So I've actually solved this, but the way I'm doing it may not be the most efficient.
For a column in my database - Industry - I want to replace values. If a value contains the word "tech", "technology" or something similar, I want to replace that value with just the word "technology".
I've followed a basic algorithm below using apply which basically loops through a predefined list (e.g. science) and checks whether any of the values are present in the current Industry cell, and replaces if they are.
It then does the same for the next list.
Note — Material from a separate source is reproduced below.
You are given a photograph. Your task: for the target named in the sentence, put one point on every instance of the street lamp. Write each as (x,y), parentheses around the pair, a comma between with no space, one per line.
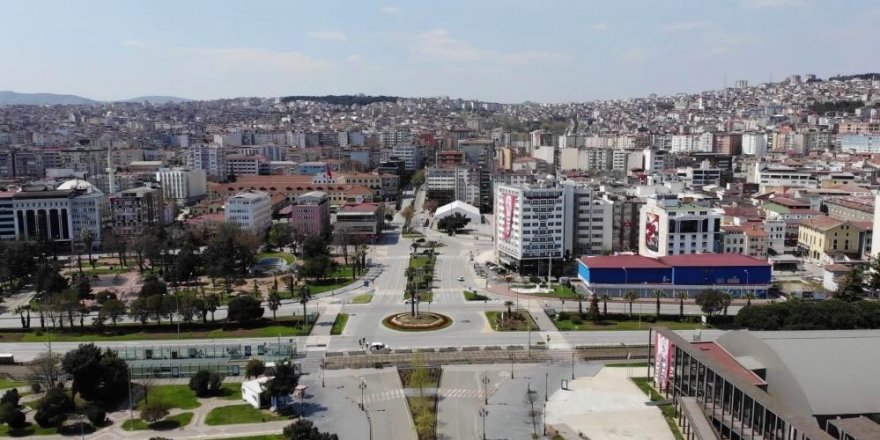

I only have two lists so far, but I'll likely have over a dozen once I'm finished.
def industry_convert(row):
science = ["research", "science", "scientific", "scientist", "academia", "education", "academic"]
tech = ["technology", "tech", "software"]
for v in science:
if v.lower() in row.Industry.lower():
row.Industry = "Research, Science, & Education"
for v in tech:
if v.lower() in row.Industry.lower():
row.Industry = "Technology"
return row
df = df.apply(industry_convert, axis = 1)
I'm just wondering if this is the best way to do this, or if there is a more pythonic or pandas way of doing it?
EDIT:
This is what some of the Industry column looks like:
Industry
Research Scientist
Science: Education
Tech
Technical Assistance
Technology
Medical
Hospitality
This what it would look like after applying the code:
Industry
Research, Science, & Education
Research, Science, & Education
Technology
Technology
Technology
Medical
Hospitality
CodePudding user response:
Personally, I would use str.contains and .loc to assign new values.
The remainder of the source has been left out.